Memory isn’t necessarily the first thing that comes to mind when you think of summer. Sun tans, ice creams, beaches: sure. Holidays, relaxation, parties: hopefully! But memory, nostalgia, meditations on the past: no. 

Yet, in our open call for submissions, it was memory that bubbled to the surface as an overarching theme. There was memory of past relationships, of families, of people we used to be; memories of past summers, childhoods, and the C-who-shall-not-be-named pandemic of 2020 to 2022. 

Reading through all these reminiscent stories and essays caused us at Litro to pause and reflect. To remember all the events and occasions of the summer as we worked on bringing this issue together. There’s been Just Stop Oil protests at major events, with orange confetti and glue. Cinema successes for Barbie and Oppenheimer, and massive strikes from our teachers, doctors, and train drivers. Partygate, inflation, blazing riots and wildfires in France and Greece, and heatwave after heatwave after heatwave. Remember all that? It’s funny just how quickly memory can drift away. 

So as the world heated up, and summer brought its fair share of news stories and turmoil, we’ve opted for a slower version of summer. A summer after the heat has died down. A summer that simmers, not boils. As August draws to a close, and September shuffles in, we invite you to take a dip into the pool of stories and essays we’ve curated, and allow yourself to reflect on the summer just gone. 

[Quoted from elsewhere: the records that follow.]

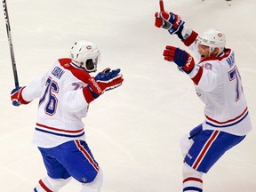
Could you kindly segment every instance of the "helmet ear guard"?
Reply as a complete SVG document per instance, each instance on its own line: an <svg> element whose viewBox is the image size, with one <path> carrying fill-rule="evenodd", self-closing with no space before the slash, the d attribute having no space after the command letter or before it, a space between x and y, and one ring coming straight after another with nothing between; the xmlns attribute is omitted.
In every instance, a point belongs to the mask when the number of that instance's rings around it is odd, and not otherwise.
<svg viewBox="0 0 256 192"><path fill-rule="evenodd" d="M209 46L211 52L214 48L219 48L218 55L223 52L226 45L225 34L215 28L210 28L199 35L197 41L201 44Z"/></svg>
<svg viewBox="0 0 256 192"><path fill-rule="evenodd" d="M98 46L88 41L78 41L70 49L72 62L84 68L88 73L95 72L100 61L100 52Z"/></svg>

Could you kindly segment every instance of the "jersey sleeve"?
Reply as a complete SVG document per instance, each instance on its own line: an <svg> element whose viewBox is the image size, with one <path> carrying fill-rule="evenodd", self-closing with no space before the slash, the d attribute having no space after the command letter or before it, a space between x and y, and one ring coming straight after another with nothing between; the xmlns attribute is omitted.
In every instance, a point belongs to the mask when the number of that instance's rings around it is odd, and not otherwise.
<svg viewBox="0 0 256 192"><path fill-rule="evenodd" d="M39 76L30 82L22 91L22 98L26 101L32 101L39 98L44 90L45 76Z"/></svg>

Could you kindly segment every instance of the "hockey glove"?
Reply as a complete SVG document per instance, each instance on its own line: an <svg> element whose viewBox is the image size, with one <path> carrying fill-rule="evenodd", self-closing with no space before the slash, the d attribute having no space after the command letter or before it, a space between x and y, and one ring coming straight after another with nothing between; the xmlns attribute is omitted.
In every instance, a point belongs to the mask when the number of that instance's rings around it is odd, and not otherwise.
<svg viewBox="0 0 256 192"><path fill-rule="evenodd" d="M155 26L156 28L163 28L169 31L171 35L172 34L180 34L183 29L184 21L181 20L181 18L172 12L156 12L155 13L156 21Z"/></svg>
<svg viewBox="0 0 256 192"><path fill-rule="evenodd" d="M177 47L167 45L163 55L164 56L165 60L173 61L180 69L187 74L189 74L195 67L193 57L186 51Z"/></svg>
<svg viewBox="0 0 256 192"><path fill-rule="evenodd" d="M100 72L95 77L89 79L89 85L84 88L84 95L88 103L103 94L104 92L115 89L122 84L123 75L120 69L107 68ZM91 95L86 94L88 91Z"/></svg>
<svg viewBox="0 0 256 192"><path fill-rule="evenodd" d="M30 101L26 101L22 98L21 92L25 86L22 87L16 87L11 92L11 100L12 100L12 104L13 106L20 106L20 104L26 105L28 104Z"/></svg>

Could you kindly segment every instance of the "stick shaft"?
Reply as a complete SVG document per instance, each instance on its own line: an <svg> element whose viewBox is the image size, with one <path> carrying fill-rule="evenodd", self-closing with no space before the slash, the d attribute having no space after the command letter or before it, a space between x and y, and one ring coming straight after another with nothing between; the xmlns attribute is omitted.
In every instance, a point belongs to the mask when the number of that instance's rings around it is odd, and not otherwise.
<svg viewBox="0 0 256 192"><path fill-rule="evenodd" d="M9 20L9 15L8 15L8 11L7 11L6 0L2 0L2 2L3 2L3 8L4 8L4 20L5 20L5 24L6 24L7 37L8 37L8 42L9 42L10 52L11 52L14 84L16 87L19 87L19 78L18 78L17 67L16 67L16 62L15 62L14 51L13 51L13 45L12 45L12 35L11 35L11 27L10 27L10 20Z"/></svg>

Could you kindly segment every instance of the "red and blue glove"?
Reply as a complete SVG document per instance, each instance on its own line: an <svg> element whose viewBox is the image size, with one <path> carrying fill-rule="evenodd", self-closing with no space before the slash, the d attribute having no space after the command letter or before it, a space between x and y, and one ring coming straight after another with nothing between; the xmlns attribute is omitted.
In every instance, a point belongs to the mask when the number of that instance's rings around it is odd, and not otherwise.
<svg viewBox="0 0 256 192"><path fill-rule="evenodd" d="M174 14L171 12L156 12L155 17L155 26L156 28L165 28L169 31L171 35L181 35L181 31L185 22L181 20L181 18L179 15Z"/></svg>
<svg viewBox="0 0 256 192"><path fill-rule="evenodd" d="M180 69L187 74L189 74L195 67L194 58L186 51L177 47L167 45L163 55L165 60L173 61Z"/></svg>
<svg viewBox="0 0 256 192"><path fill-rule="evenodd" d="M12 104L13 106L19 107L20 105L23 104L28 104L30 101L26 101L22 98L21 92L25 86L22 87L16 87L11 92L11 100L12 100Z"/></svg>
<svg viewBox="0 0 256 192"><path fill-rule="evenodd" d="M84 95L88 103L103 94L106 91L109 91L120 86L124 81L123 75L120 74L121 69L111 70L106 68L100 72L95 77L89 79L89 85L83 89ZM88 94L90 92L91 94Z"/></svg>

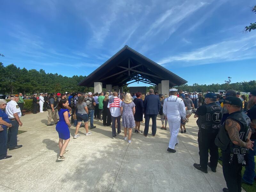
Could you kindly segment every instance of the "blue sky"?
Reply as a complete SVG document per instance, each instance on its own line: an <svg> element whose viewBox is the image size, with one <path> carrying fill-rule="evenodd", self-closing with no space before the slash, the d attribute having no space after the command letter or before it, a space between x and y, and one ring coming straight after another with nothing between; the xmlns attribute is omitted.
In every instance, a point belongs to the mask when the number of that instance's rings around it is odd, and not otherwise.
<svg viewBox="0 0 256 192"><path fill-rule="evenodd" d="M256 31L241 31L255 21L255 0L2 1L0 53L5 57L0 61L87 76L127 44L189 84L223 83L228 76L233 82L255 80Z"/></svg>

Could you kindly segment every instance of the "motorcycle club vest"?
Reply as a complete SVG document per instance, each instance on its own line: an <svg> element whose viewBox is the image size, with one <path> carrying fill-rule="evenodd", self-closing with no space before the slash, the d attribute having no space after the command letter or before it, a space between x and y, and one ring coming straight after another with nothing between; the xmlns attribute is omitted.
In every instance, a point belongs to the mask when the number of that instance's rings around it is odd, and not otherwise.
<svg viewBox="0 0 256 192"><path fill-rule="evenodd" d="M241 140L246 142L249 134L251 124L249 117L242 111L239 111L231 114L227 119L233 119L240 123L241 127L239 136ZM245 147L236 145L231 141L225 129L225 123L223 124L216 137L215 145L222 150L231 154L245 154L247 150Z"/></svg>
<svg viewBox="0 0 256 192"><path fill-rule="evenodd" d="M222 118L221 108L215 102L205 106L206 108L206 113L199 116L196 121L197 125L199 129L217 131L221 125Z"/></svg>

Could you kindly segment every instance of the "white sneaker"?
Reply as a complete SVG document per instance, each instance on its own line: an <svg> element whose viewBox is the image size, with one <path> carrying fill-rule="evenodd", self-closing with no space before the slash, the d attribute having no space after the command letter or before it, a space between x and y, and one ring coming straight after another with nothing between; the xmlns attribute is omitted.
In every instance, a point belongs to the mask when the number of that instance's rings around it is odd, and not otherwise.
<svg viewBox="0 0 256 192"><path fill-rule="evenodd" d="M59 156L57 159L59 161L64 161L65 160L65 157L63 155L62 157Z"/></svg>

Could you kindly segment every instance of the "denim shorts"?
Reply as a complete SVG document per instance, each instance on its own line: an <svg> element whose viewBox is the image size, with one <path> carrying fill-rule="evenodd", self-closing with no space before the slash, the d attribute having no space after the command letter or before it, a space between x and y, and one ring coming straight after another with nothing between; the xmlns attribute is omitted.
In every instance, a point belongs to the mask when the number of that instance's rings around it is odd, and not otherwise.
<svg viewBox="0 0 256 192"><path fill-rule="evenodd" d="M77 120L77 122L81 122L84 121L84 122L87 122L88 121L88 115L86 113L81 114L77 113L76 114L76 119Z"/></svg>

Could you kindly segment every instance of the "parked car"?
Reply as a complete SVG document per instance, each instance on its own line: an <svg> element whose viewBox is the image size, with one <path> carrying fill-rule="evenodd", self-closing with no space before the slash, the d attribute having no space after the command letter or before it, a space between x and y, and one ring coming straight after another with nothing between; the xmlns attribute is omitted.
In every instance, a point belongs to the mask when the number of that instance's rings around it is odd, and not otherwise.
<svg viewBox="0 0 256 192"><path fill-rule="evenodd" d="M8 96L4 94L0 94L0 99L7 99Z"/></svg>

Opening our issue, Matthew Perkins brings you a story of love, the beach, bodies, and the fluidity of gender identity in “Gorgeous.” Rukmini Girish’s essay, “In Pursuit of Family,” takes us to India on a summer holiday, and meditates on the meaning of family. As a change of pace, Terry Dubow’s “We Are Near the End Now” and Hannah Thorpe’s “Baby Clean” narrate the lives of young women navigating the realms of dating, mothers, and employment in America’s busiest cities. Our flash pieces from N/A Oparah, Dorothy Lune and Carella Keil give insight into a mother-daughter relationship, the voice behind a painting, and the way grief and memory intertwine. Farzana A Ghani takes all the memories of family and childhood and gathers them into an essay on food as she attempts to cook her first solo Eid as a second-generation immigrant. As the issue heads towards its end, GC Perry’s “Tuscany! Tuscany!” details the violent breakdown of a marriage, and Samantha Pyrah tries to reconnect with nature in the face of the pandemic and climate crisis in “Finding Flow.”

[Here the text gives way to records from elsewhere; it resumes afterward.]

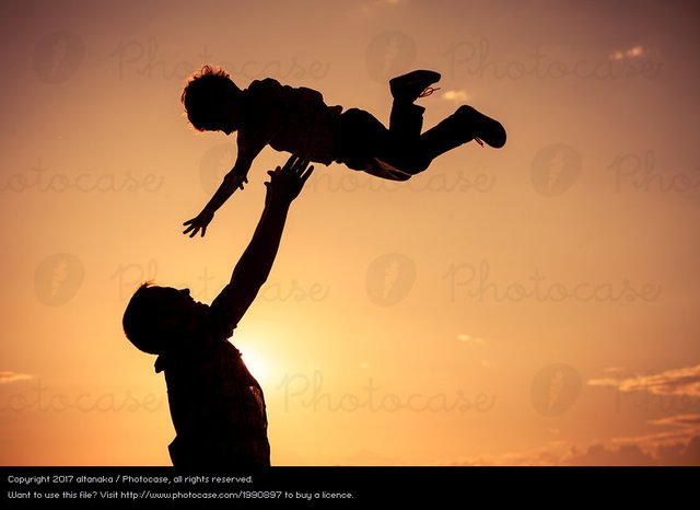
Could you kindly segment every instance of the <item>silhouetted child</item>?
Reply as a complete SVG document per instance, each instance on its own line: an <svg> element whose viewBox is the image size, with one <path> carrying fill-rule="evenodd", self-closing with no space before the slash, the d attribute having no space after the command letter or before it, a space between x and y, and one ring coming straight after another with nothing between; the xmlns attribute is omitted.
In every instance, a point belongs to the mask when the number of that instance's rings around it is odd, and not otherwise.
<svg viewBox="0 0 700 510"><path fill-rule="evenodd" d="M413 102L430 95L430 85L439 80L440 73L424 70L392 79L394 103L386 129L362 109L327 106L315 90L293 89L270 78L241 90L224 70L202 67L183 91L187 117L199 131L237 131L238 154L205 209L184 223L189 225L184 233L191 232L191 237L201 230L205 235L214 212L238 187L243 189L253 160L266 146L393 181L410 178L440 154L471 140L503 147L503 126L467 105L421 135L425 108Z"/></svg>

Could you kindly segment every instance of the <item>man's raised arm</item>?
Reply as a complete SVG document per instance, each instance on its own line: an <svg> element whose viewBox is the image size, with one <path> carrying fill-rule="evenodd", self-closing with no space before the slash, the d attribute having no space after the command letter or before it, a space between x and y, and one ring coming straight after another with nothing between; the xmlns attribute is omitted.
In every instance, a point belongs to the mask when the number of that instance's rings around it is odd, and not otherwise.
<svg viewBox="0 0 700 510"><path fill-rule="evenodd" d="M265 210L253 240L236 264L231 282L212 303L212 310L222 315L231 329L243 317L267 280L280 245L289 207L313 170L308 161L292 155L283 169L278 166L268 172L270 182L265 183Z"/></svg>

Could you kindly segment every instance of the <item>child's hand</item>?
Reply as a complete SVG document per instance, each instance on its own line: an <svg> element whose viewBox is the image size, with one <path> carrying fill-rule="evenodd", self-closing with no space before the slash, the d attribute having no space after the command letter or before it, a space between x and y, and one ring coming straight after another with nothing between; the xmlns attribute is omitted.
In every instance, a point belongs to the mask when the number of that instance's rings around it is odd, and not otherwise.
<svg viewBox="0 0 700 510"><path fill-rule="evenodd" d="M223 178L223 182L226 184L226 186L231 186L231 189L243 189L243 185L248 182L248 177L245 174L229 172Z"/></svg>
<svg viewBox="0 0 700 510"><path fill-rule="evenodd" d="M197 232L201 230L201 236L203 237L207 233L207 225L211 222L213 217L213 212L208 212L206 210L201 211L197 216L197 218L192 218L191 220L185 221L183 223L184 225L189 225L183 233L187 235L187 233L191 231L189 236L194 237L195 235L197 235Z"/></svg>

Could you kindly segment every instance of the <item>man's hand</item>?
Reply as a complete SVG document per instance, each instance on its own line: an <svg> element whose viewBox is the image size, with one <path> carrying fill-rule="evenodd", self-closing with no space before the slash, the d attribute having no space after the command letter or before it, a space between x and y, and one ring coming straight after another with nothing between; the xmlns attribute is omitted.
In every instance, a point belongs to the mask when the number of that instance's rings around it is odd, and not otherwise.
<svg viewBox="0 0 700 510"><path fill-rule="evenodd" d="M265 183L267 186L267 195L265 196L265 205L271 201L280 201L291 204L299 196L306 179L314 171L313 166L308 166L310 161L292 154L284 166L279 166L273 171L270 170L270 182Z"/></svg>
<svg viewBox="0 0 700 510"><path fill-rule="evenodd" d="M201 236L203 237L207 233L207 225L211 222L213 217L213 212L209 212L205 209L196 218L192 218L191 220L185 221L183 223L184 225L189 225L183 233L187 234L191 231L189 236L194 237L195 235L197 235L197 232L201 230Z"/></svg>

And rounding off this issue, we have a very special essay by Gavin Baird. A powerful, honest piece from a survivor of the 1996 Dunblane massacre, “I Don’t Have a Very Good Memory” gives us the theme of our issue. Our earlier news round-up didn’t account for the 470 mass shootings that have occurred across the US so far this year, and we hope this essay can serve as yet another reminder of the long way we have to go for the victims and survivors. 

So, whether you’re dipping a toe in, or submerging yourself all in one go, we hope you enjoy Litro’s summer issue, and we’ll see you again in Autumn.